Easily one of the freshest, best fish dishes I have ever had. The lemon and salt re-appear for flavoring, but they weren't necessary since the fish itself was the must succulent and rich I have ever experienced. 9/10.
Look how well the colors turn out in this dish- it almost looks like a cheddar beer soup. Bean curds aren't usually my preferred ingredient, but this course managed to change my mind a little. The curds were fresh and tasted like a rich bread, the perennially super-fresh veggies gave the dish depth. 8/10.

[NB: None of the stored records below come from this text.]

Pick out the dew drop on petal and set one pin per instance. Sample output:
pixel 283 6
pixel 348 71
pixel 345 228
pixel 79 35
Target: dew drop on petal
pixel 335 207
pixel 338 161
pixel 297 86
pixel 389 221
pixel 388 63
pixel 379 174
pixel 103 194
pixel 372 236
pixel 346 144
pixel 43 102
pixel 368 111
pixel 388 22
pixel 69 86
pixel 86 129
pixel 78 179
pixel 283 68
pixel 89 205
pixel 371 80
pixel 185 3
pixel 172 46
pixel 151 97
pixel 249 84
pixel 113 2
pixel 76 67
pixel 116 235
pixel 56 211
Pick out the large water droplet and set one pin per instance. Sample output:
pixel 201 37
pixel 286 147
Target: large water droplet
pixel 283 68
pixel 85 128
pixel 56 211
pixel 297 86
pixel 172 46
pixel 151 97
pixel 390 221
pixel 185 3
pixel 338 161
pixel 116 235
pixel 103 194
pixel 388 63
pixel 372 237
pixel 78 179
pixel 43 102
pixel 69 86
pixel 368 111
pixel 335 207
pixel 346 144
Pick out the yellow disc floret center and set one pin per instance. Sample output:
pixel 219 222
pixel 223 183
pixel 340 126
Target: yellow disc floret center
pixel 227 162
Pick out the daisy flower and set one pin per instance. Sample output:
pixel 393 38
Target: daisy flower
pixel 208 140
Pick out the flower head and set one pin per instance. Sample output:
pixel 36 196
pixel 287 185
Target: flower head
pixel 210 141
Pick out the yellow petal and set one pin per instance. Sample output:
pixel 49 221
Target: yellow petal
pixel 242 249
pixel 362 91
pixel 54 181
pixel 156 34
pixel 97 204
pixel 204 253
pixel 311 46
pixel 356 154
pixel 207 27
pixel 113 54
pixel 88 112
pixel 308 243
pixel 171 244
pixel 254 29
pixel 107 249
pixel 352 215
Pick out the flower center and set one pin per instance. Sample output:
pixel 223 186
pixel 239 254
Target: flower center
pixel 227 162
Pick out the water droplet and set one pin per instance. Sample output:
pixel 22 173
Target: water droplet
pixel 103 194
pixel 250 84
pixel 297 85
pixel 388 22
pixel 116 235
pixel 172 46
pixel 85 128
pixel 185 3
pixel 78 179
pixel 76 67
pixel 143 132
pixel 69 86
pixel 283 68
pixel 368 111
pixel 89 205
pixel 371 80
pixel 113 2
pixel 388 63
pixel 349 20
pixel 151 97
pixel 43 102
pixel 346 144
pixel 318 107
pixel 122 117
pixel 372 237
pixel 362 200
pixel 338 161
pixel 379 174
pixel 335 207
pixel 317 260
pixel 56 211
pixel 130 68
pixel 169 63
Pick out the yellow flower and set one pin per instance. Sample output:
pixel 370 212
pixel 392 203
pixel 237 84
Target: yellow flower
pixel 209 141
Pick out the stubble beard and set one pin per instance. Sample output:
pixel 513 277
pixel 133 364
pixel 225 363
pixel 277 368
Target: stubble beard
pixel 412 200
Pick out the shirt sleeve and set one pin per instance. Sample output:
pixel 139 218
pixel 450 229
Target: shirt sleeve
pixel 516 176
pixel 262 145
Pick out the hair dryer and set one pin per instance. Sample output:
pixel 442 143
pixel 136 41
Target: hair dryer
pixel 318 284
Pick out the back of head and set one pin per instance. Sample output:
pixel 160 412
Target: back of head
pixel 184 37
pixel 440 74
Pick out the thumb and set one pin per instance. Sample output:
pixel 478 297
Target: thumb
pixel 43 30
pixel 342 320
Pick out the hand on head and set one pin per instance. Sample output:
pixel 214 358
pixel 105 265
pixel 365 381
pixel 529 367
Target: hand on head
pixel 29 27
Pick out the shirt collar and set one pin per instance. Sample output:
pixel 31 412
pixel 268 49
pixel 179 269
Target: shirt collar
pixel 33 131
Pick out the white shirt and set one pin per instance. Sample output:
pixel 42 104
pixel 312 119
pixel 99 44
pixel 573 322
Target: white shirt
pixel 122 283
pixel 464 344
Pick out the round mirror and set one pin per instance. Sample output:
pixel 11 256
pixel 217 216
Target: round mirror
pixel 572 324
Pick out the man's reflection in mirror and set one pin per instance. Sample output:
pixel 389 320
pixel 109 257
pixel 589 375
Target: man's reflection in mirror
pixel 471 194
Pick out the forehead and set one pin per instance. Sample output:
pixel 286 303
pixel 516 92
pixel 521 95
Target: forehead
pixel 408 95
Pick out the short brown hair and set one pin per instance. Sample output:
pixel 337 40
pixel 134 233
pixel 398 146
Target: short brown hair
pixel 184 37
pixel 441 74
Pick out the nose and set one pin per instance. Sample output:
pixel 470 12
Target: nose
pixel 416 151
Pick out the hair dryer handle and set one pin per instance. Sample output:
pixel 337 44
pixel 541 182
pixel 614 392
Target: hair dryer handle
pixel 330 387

Very similar to a dish I had earlier enjoyed at Hyotei, this dish was an interesting combo of large, hard, lima bean-like vegetables with pine nuts and full sardines, eyes and all. Though I am proudly up for a challenge, this specific dish definitely pushed me- I feel like they're looking at me. I got over it and enjoyed the crunchy bones up against the hard, rich beans. 8/10.
Things went off the rails for me at this point. This was such an enormous, heavy portion of rice with such a liberal and substantial heap of herbs that I had to give up 1/3rd of the way through. Though certainly tasty, the dish felt mis-placed in the order of the meal. 7/10.
And then, leading up to dessert was... A glass of orange juice. The orange juice had a spritz of apple, giving it a bright and fruity taste. But, I mean, come on. It's just orange juice. I'd like to fully own that this might be my Western cuisine bias, but especially after how large and heavy the final courses were, this felt like a letdown. 7/10.